Rosie

The day that Shark and Meghan “graduated,” I was a wreck. Even LaShonda, whose dog, Mimi, had graduated the day before, was beginning to lose patience with me. On that day, I’d handed her a coveted roll of toilet paper to stanch her tears, but the next day, she’d gotten word that a new puppy was coming her way, so she had something to look forward to, and her tolerance of my weepiness was growing thin. “Come on, girl. Be proud. You and me been together now a long time and this is the first time I seen you cry.”

“First time I’ve wanted to.”

LaShonda leaned down to get in my face. “Be freakin’ proud of what you’ve done. This is a good thing. Don’t make what’s her name, Meghan, sad on this day.”

I was proud of myself, of Shark, and of Meghan. I wouldn’t spoil the day for her. “You’re right. I’ll behave.”

I got one of LaShonda’s extremely rare smiles.

As Shark and I walked into that activity room for the last time together, Meghan was there, and she looked as nervous as I felt. Then I got it. I wasn’t just saying good-bye to Shark. I was saying good-bye to the only person who actually could be called a friend, making Shark’s loss doubly grievious.

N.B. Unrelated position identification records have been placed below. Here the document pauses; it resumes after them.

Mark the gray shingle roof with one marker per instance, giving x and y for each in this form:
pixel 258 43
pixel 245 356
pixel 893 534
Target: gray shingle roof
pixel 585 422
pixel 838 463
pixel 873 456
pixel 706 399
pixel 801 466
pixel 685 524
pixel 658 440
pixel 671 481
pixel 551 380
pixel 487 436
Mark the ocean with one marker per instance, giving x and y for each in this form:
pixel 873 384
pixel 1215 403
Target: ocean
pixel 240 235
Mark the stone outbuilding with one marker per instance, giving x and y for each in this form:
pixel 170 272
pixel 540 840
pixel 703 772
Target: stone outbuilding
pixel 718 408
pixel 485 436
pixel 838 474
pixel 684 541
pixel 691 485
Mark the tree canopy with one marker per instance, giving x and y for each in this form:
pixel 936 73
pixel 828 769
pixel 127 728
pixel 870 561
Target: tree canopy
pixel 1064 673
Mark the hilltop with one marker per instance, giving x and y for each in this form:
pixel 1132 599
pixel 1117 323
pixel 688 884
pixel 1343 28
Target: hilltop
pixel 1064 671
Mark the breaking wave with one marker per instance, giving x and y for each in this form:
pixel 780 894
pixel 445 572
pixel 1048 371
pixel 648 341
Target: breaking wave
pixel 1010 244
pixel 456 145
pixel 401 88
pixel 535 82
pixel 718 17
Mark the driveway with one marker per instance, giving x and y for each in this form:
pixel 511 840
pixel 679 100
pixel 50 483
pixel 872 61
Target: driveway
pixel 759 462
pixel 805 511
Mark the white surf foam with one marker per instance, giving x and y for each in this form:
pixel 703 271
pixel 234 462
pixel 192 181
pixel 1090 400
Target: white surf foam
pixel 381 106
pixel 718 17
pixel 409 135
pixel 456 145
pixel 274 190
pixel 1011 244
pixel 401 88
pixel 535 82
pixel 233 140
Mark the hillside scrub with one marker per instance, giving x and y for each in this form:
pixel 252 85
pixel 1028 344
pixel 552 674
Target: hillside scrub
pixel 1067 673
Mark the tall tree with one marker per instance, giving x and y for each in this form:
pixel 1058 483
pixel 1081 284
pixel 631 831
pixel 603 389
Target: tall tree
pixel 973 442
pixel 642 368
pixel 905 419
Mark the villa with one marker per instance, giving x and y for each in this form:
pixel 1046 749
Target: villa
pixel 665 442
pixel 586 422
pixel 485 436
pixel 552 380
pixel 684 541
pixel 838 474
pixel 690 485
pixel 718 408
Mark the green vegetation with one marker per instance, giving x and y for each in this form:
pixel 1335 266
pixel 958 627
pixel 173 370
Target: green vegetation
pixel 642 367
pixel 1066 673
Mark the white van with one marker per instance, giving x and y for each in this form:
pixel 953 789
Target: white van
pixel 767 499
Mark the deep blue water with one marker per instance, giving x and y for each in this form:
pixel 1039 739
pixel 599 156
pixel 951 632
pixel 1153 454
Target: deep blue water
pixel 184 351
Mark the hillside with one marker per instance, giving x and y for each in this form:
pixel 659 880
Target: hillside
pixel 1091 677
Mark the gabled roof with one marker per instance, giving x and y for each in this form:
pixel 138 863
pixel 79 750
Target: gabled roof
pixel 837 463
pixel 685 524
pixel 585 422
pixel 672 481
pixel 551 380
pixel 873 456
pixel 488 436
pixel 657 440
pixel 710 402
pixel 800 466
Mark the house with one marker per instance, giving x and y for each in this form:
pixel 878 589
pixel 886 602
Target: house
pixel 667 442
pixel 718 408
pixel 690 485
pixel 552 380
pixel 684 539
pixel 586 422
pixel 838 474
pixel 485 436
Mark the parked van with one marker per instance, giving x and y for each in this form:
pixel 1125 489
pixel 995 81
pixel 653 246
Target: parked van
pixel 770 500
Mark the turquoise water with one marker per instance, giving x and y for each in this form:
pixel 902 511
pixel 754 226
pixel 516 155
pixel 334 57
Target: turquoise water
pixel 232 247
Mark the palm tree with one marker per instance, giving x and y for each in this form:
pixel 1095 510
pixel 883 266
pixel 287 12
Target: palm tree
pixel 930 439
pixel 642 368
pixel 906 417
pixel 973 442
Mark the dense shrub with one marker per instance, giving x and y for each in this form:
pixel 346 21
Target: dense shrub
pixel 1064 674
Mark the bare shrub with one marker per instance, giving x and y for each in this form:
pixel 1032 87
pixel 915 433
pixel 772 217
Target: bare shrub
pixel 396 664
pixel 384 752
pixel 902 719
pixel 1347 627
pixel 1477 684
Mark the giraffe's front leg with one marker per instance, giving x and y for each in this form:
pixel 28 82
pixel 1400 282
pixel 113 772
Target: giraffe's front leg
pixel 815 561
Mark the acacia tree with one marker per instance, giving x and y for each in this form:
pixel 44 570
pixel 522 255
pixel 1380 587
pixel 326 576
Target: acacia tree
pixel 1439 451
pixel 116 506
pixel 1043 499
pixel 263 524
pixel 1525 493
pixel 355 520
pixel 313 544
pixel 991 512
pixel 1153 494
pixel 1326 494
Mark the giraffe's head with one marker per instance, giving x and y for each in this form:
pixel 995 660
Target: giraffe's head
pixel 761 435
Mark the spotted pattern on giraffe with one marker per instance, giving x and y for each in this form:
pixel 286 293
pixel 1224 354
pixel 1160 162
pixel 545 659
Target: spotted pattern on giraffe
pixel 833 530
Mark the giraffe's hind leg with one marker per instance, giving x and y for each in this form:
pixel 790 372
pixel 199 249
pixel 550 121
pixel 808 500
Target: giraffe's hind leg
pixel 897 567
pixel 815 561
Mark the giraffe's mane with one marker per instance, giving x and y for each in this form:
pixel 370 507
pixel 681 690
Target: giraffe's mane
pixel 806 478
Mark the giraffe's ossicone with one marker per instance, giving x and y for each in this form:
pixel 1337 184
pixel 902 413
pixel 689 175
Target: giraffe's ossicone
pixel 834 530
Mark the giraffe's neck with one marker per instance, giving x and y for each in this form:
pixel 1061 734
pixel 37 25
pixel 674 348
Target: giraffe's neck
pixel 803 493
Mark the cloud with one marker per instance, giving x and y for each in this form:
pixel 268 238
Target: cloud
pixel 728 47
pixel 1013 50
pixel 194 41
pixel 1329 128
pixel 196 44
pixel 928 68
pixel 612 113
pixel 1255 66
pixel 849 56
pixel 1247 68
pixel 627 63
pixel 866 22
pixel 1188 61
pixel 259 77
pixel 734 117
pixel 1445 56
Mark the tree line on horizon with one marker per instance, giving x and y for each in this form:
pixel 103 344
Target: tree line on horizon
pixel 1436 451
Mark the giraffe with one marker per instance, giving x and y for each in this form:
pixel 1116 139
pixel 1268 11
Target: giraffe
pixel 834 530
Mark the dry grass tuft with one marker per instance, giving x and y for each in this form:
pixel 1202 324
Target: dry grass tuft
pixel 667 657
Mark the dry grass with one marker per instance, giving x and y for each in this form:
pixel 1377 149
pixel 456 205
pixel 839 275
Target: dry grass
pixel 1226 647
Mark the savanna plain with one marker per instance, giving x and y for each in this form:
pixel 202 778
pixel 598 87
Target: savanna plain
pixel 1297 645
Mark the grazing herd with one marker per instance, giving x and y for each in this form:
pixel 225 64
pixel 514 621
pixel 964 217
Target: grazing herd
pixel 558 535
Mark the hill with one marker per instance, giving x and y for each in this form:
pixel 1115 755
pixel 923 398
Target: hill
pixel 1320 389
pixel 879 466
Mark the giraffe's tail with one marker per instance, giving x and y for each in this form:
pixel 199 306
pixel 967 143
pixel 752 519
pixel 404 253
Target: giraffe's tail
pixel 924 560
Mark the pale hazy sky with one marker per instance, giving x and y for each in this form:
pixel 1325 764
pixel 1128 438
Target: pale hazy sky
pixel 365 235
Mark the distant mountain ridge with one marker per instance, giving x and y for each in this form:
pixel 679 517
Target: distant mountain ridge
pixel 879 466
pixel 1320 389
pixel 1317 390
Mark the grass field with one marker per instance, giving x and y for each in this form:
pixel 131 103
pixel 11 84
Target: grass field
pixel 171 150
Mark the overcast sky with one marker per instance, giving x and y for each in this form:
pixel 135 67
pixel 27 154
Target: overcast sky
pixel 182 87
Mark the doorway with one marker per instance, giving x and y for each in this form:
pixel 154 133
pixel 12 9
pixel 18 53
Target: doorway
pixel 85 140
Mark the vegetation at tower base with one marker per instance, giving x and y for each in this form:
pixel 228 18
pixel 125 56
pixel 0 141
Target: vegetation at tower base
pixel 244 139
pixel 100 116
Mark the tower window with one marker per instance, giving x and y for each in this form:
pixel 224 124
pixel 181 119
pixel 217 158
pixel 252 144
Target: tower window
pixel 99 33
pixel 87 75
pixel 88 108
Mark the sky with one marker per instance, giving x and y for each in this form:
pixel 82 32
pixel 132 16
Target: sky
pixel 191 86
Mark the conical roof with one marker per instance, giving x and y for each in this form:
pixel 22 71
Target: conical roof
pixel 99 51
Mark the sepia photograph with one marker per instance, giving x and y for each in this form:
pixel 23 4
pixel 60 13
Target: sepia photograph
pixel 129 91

In the outside world, people lose touch all the time, but usually there is a grace period, a few years when communication is strong, then grows weaker, then is done. It wasn’t that I didn’t hear from my old high school friend Brenda Brathwaite, but the contact had devolved to a card at Christmas. Thinking of you. But she wasn’t on my approved call list.

It is said that as long as one person remembers you, you’re never entirely dead. Right then, my one person was Meghan. And she was being exuberantly licked in the face by Shark. How long before he forgot me? A day? A week? As I had so often observed, the greatest divide is between prisoner and free.

Edith Moore, impeccably dressed as always, put her hands on the handles of Meghan’s wheelchair. “Time to go, Captain.” And Meghan Custer and my first dog, Shark, left me behind. As they rolled out of the activity room on this ordinary Thursday afternoon, it was over. No grace period.